13 A counting shortcut

We count stuff in data science (and journalism) all the time. In our Billboard project we used summarize() and the n() function to count rows because we needed to understand the concepts of group_by, summarize and arrange. It is perfectly valid and the best way to explain and understand grouping and summarizing.

But in the interest of full disclosure, know that dplyr has a shortcut to group, count and arrange rows of data. The count() function takes the columns you want to group and then does the summarize on n() for you. We’ll demonstrate them with the Billboard data. You can create a new notebook to try this, or just use this for reference.

We didn’t start with count() because it can’t do anything else other than count rows, and we needed to build our GSA knowledge to summarize all kinds of ways, like sum(), mean() or slice().

13.1 Setup and import

We don’t normally put these together, but we’re just setting up a quick demonstration

library(tidyverse)
hot100 <- read_rds("data-processed/01-hot100.rds")

13.2 Basic count

We’re going to rework our first quest of the Billboard analysis:

Which performer had the most appearances on the Hot 100 chart at any position?

Our logic is we want to count the number of rows based on each performer.

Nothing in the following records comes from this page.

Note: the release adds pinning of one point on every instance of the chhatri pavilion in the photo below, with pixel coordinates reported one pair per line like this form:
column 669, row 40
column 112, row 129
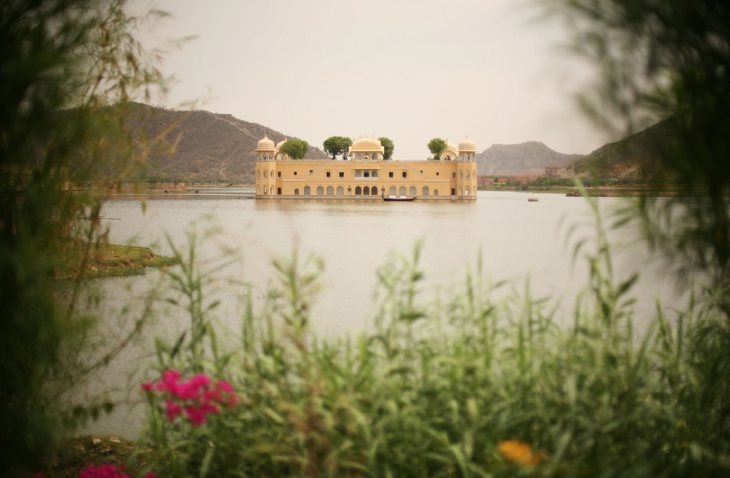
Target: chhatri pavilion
column 365, row 174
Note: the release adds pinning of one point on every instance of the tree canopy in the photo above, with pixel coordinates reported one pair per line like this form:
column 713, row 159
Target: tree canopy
column 295, row 148
column 437, row 146
column 389, row 147
column 337, row 146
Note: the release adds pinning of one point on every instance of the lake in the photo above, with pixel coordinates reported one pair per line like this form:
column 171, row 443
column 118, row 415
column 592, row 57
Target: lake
column 516, row 239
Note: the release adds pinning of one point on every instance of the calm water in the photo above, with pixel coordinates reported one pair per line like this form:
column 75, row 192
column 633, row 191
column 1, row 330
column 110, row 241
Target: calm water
column 516, row 238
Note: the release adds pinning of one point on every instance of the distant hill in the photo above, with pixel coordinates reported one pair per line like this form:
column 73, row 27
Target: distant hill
column 637, row 155
column 205, row 145
column 524, row 158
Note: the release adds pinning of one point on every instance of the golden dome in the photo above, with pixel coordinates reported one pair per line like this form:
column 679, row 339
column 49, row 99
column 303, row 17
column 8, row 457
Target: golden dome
column 467, row 145
column 265, row 143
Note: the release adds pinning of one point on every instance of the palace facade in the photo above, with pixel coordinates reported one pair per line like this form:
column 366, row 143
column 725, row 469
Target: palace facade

We do this by adding the variables we want to group as arguments to count():

hot100 |> 
  count(performer)

13.2.1 Sort the results

If we want the highest counted row at the top (and we almost always do) then we can add an argument: sort = TRUE.

hot100 |> 
  count(performer, sort = TRUE)

13.2.2 Name the new column

Notice the counted table is called n. We can rename that with another argument, name = and give it the name we want in quotes.

hot100 |> 
  count(performer, sort = TRUE, name = "appearances")

13.2.3 Filter results as normal

To cut off the results, we just filter as we normally would.

hot100 |> 
  count(performer, sort = TRUE, name = "appearances") |> 
  filter(appearances > 650)

So the code above does the same things here as we did in our first Billboard quest, but with fewer lines.

13.3 Grouping on multiple variables

We can group on multiple variables by adding them. We’ll show this with the second quest:

Which song (title & performer) has been on the charts the most?

hot100 |> 
  count(
    title,
    performer,
    sort = TRUE,
    name = "appearances") |> 
  filter(appearances >= 70)